But not everything changed for the better. People’s community ties became transient as they relocated for work in pursuit of better opportunities. People began to question their religion as they learned to read and had access to more literature. They questioned all the beliefs central to one’s identity. Churches and community centers fell into disrepair. The monopoly of guilds with strict membership rules and privileges were dissolved and all industries liberalized. No one could stop a foreigner from moving to your town and opening up a competing smithy. They no longer needed to appease the local bureaucrats, they just needed to prove to your neighbors and friends that they were as good a blacksmith as you and willing to do the work for cheaper.
His wife gained financial freedom due to women entering the labor force. She went to seamstress school and was now making a high enough wage to fully support herself. She decided she no longer wanted to be cooped up in the house all day just doing chores and typical wifely duties. She also reveled in the idea that she could, if she finally divorced her tiresome husband, date anyone she took a liking to. She could bring men back to her fancy new apartment that she was now able to afford. The troupe of new boy toys still paid on most of the dates but knowing she could afford to take them out and pay herself was fun and exciting. She was forging her own path in this new and complicated world. She was now undoubtedly living her best life.

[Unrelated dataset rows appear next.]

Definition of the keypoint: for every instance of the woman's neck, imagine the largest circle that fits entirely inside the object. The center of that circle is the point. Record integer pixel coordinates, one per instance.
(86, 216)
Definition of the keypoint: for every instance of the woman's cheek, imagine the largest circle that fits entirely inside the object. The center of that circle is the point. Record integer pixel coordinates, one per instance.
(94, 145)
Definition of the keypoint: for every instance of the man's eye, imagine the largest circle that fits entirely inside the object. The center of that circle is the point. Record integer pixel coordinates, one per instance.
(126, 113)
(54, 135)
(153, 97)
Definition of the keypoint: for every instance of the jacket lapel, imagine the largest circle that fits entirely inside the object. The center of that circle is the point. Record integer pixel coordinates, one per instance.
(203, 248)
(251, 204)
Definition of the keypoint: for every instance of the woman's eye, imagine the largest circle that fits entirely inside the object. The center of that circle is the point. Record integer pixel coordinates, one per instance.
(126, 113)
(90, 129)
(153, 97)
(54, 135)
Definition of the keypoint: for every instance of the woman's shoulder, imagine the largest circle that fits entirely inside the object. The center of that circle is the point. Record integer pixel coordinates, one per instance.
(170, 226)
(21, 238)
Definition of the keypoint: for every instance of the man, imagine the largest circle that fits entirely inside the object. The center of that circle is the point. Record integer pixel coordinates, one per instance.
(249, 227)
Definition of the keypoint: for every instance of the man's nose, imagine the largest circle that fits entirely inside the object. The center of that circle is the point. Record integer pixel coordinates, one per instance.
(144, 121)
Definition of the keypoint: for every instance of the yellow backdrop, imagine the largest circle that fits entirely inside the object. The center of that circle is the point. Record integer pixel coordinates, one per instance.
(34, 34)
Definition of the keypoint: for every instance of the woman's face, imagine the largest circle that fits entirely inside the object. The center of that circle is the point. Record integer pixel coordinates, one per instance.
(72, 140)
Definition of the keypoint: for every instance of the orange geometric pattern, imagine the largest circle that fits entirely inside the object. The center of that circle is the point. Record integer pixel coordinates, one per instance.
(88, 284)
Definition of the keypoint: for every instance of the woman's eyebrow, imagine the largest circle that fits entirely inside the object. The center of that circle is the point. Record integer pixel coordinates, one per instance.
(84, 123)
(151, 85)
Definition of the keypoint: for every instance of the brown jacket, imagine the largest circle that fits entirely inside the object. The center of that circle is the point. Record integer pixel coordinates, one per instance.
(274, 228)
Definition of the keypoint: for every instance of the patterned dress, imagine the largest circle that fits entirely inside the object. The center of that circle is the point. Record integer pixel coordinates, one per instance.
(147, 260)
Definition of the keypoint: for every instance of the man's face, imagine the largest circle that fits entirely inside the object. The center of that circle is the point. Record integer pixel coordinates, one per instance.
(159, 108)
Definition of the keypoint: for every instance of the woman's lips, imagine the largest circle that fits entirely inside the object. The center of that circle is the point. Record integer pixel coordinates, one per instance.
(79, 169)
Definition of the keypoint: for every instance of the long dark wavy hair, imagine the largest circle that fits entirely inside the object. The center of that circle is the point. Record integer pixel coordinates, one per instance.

She of course still loved her boys very much but was now neglectful of her motherly duties. She was just too busy now due to work and the parade of muscular dimwits shuffling through her bedchamber. The boys immediately felt this lack of attention from their mother. Their father had taken up heavy drinking and was no better. His world was shattered having lost his wife, the only woman he’s ever really known. The boys sank into a deep depression as it seemed no one cared anymore. They missed the togetherness of just sitting in a quiet room surrounded by family.
The father sat in a dimly lit bar crying quietly. His smithy had just declared bankruptcy due to the foreign competition who had recently migrated to town. His guild and social network had collapsed with so many smith owners no longer able to afford their dues. He was effectively an outcast at his church due to his recent divorce but had quit going anyway having just read Nietzsche’s “Beyond Good and Evil.” He was now a firm believer that there was no God and no meaning in the universe. His boys no longer spoke to him because his mother had filled them with lies regarding the end of their marriage. However, the beer he was consuming was a marvel of modernity. A beverage of this sort would have been reserved for royalty only a short time ago, too expensive for a man of modest means. The quality control was astounding, something only a mechanized industrial process can ensure. Thus, a man cried but his tears salted a beverage that was created with the utmost efficiency. A Keynesian economist looked down upon this wreckage and smiled.